Platinum Equity is the third bidder to put in an offer for the newspapers, the Globe reported today. Sources told the Globe that “Platinum’s offer is $35 million, plus the assumption of $59 million in pension liabilities.”
Until fairly recently, that price would have been considered remarkably low for the nation’s 17th largest newspaper. In fact, the New York Times Co. bought the Globe for $1.1 billion in 1993, a price equal to more than $1.6 billon today when adjusted for inflation.
The Globe has won eight Pulitzer Prizes since 1993.
But like the U-T and many other metropolitan newspapers, the Globe has suffered a stunning reversal of fortune in recent years. It has been shellacked by the internet revolution, falling readership and a sharp decline in advertising revenues.
“While the Globe delivered hundreds of millions of dollars in profits to the Times Co. over many years, it has recently been a drag on earnings,” the Globe reported. “All of the bids appear to be modest, coming at the bottom of a recession and amid deep questions about the future of the news business.”
For its part, Platinum Equity has a history of buying companies in trouble and trying to turn them back to health.

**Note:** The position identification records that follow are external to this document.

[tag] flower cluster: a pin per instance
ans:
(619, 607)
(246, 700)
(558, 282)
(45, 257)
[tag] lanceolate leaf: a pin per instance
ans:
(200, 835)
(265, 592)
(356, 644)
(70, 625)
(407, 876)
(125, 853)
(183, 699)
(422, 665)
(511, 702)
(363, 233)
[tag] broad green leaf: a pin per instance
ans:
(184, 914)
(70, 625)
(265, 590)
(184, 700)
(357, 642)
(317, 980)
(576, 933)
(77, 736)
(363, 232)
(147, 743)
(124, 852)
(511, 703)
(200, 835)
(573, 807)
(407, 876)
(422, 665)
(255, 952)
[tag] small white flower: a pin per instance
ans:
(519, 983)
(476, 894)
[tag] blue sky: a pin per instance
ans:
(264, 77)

In May, it bought the U-T, the nation’s 25th largest paper, though the sales price — and what, if any, debt Platinum assumed — remains officially unannounced.
More recently, Platinum Equity tried to buy the bankrupt auto-parts maker Delphi.
Analysts speculated that the investment firm was more interested in the U-T’s real-estate holdings — including a prime piece of property in Mission Valley — than the newspaper itself.
The Globe said the bidders appear to want to buy the newspaper along with a sister publication, the Worcester Telegram & Gazette, and their websites.